Hypocrisy is the contrivance of a false appearance of virtue or goodness, while concealing real character or inclinations, especially with respect to religious and moral beliefs. Whenever individuals begin to say one thing publically, but your every day actions tell a different story, a hypocrite is on the verge of being conceived. Unfortunately, at this moment in time, I find myself in the sad state of indulging in hypocrisy. This trend will continue until I begin to walk where I belong, exchanging darkness for the light.

If we say we have fellowship with him while we walk in darkness, we lie and do not practice the truth. But if we walk in the light, as he is in the light, we have fellowship with one another, and the blood of Jesus his Son cleanses us from all sin, 1 John 1:6-7.

A fellowship is formed when a group of people who share a common interest come together to reinforce this activity, belief or conviction . During his 3 year earthly ministry, Jesus used the analogy of light and darkness to express those who embrace God from others who have strayed from Old Testament principles. The disciple who Jesus loved builds upon this concept in the passage above highlighting that hypocrites are walking in darkness, not in the light of Christ.

Besides this you know the time, that the hour has come for you to wake from sleep. For salvation is nearer to us now than when we first believed, Romans 13:11.

One of the ways first century Christians inspired change was to develop a mindset that Jesus’ second coming is imminent. The apostle Paul eludes to this in a letter to the Church at Rome. When bad habits begin to become a life style, the fear of God is needed to awaken souls like mine from their spiritual slumber. Thus, until I start walking in the light, where I belong, examples of hypocrisy will continue to send a mixed message to others. Therefore, it’s time to leave my deeds of darkness by abiding in God’s light.

by Jay Mankus

Entrusted to the Grace of God

As a former youth pastor, I have seen how creative teenagers have become to raise money for mission trips.  During my tenure at First United Methodist Church in Columbus, Indiana, three bus loads of junior and senior high students spent a week each summer repairing roofs for a poor community in southern North Carolina.  Anyone who donated money received an invitation to a banquet where pictures and testimonies were shared.  This event was designed to highlight and summarize all that God had done through these young people.

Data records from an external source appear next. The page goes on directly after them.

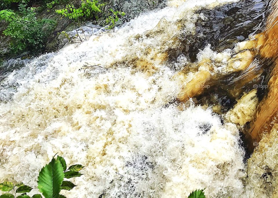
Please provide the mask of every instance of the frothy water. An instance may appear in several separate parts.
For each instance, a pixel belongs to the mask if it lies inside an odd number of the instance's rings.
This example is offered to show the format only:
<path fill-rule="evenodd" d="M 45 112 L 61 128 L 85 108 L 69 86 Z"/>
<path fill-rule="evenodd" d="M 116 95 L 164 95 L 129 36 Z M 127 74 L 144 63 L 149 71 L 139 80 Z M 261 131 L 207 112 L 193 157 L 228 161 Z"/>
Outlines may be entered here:
<path fill-rule="evenodd" d="M 62 192 L 69 198 L 185 197 L 205 188 L 209 198 L 252 197 L 245 194 L 236 125 L 192 100 L 175 101 L 195 77 L 176 77 L 189 61 L 170 55 L 195 35 L 204 17 L 197 11 L 228 2 L 169 1 L 115 33 L 92 35 L 10 74 L 0 87 L 0 182 L 36 188 L 58 152 L 85 166 L 73 180 L 78 186 Z M 232 52 L 209 45 L 197 61 L 228 73 Z"/>

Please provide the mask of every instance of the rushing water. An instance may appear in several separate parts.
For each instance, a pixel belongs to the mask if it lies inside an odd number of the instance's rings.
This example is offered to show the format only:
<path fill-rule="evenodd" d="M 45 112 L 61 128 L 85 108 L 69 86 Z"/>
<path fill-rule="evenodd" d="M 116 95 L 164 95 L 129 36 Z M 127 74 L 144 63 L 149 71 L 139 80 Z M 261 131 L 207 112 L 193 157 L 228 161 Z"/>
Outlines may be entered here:
<path fill-rule="evenodd" d="M 252 175 L 262 158 L 245 163 L 239 130 L 265 94 L 268 65 L 239 42 L 264 30 L 268 4 L 169 1 L 9 74 L 0 86 L 0 182 L 35 188 L 58 152 L 85 166 L 69 198 L 204 188 L 209 198 L 272 197 L 277 163 L 264 185 Z"/>

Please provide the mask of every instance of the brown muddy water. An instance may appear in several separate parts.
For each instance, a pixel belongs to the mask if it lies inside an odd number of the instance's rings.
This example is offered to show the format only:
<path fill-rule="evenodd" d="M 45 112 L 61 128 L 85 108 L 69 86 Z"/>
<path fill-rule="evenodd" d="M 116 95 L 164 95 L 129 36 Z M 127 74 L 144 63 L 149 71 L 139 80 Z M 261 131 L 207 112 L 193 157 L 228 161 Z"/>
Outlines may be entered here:
<path fill-rule="evenodd" d="M 167 4 L 5 75 L 0 182 L 58 152 L 69 198 L 278 197 L 277 1 Z"/>

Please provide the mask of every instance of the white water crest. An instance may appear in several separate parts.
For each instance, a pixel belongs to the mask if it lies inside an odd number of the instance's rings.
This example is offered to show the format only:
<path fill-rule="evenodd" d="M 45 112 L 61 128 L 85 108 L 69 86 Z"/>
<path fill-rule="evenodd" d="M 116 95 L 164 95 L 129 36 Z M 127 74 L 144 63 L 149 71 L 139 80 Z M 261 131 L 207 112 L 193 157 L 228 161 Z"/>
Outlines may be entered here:
<path fill-rule="evenodd" d="M 36 188 L 58 152 L 85 166 L 71 179 L 77 186 L 62 191 L 68 198 L 185 197 L 205 188 L 208 197 L 240 197 L 235 125 L 192 101 L 171 102 L 181 88 L 173 77 L 186 60 L 173 69 L 168 52 L 195 33 L 196 10 L 222 1 L 169 1 L 10 74 L 0 87 L 0 182 Z M 84 65 L 98 66 L 88 73 Z"/>

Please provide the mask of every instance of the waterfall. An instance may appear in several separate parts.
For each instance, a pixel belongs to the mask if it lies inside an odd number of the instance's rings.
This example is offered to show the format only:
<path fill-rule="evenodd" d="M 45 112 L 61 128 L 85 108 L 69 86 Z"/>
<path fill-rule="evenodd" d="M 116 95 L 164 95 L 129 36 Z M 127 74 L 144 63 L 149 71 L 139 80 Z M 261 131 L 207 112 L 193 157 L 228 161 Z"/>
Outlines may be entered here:
<path fill-rule="evenodd" d="M 190 60 L 171 58 L 206 19 L 199 11 L 237 1 L 169 0 L 115 33 L 87 36 L 9 74 L 0 85 L 0 182 L 36 188 L 39 170 L 58 153 L 85 166 L 77 186 L 62 192 L 68 198 L 186 197 L 204 188 L 209 198 L 252 197 L 236 125 L 191 99 L 176 100 L 199 92 L 184 91 L 192 79 L 239 71 L 234 52 L 209 43 L 186 72 Z"/>

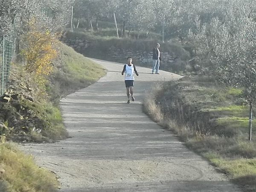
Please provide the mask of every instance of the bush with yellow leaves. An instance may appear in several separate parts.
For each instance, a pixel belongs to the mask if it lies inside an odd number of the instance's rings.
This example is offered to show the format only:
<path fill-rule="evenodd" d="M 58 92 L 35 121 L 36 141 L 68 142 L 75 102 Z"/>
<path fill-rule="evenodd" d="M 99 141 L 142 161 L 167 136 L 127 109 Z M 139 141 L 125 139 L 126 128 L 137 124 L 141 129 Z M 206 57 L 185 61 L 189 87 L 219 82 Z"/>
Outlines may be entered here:
<path fill-rule="evenodd" d="M 29 27 L 29 32 L 23 37 L 26 47 L 21 52 L 26 59 L 25 68 L 34 73 L 35 79 L 42 80 L 52 71 L 52 62 L 57 56 L 57 35 L 48 30 L 41 31 L 35 20 L 30 21 Z"/>

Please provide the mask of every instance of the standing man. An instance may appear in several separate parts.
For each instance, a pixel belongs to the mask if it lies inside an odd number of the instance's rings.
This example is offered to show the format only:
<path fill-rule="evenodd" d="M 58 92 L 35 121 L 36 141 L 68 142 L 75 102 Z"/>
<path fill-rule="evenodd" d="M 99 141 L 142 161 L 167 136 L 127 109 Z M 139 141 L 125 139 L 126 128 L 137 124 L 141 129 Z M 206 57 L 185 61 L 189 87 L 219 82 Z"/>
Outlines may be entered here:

From there they sailed back to Antioch, where they had been entrusted to the grace of God for the work which they had now completed, Acts 14:26. 

Based upon the words of Luke, Paul and Barnabas began this tradition at their home church in Antioch.  Paul and Barnabas traveled over 1200 miles in a little over two years.  As a result of their travel, more than a dozen new churches were established.  These new partnerships resulted in a series of letters, questions and return visits to help and nurture new converts to Christ.  According to Luke, it took a long time to communicate all that had happened, staying in Antioch an extended period, fellowshipping with Christian brothers and sisters.

Arriving there, they gathered the church together and began to report [in great detail] everything that God had done with them and how He had opened to the Gentiles a door of faith [in Jesus as the Messiah and Savior]. 28 And they stayed there a long time with the disciples, Acts 14:27-28.

While fasting and praying back in Acts 13, the Holy Spirit called Paul and Barnabas to become missionary partners.  Luke refers to this event as being entrusted to the grace of God.  The church leaders in Antioch assigned the task of missionaries to these two godly leaders.  Paul was a Roman citizen while Barnabas was a wealthy man, a good combination for traveling throughout the Mediterranean.  Depending upon the gifts, resources and talents you have been blessed with, make sure you listen to God’s calling so that you will fulfill what God has entrusted you to do.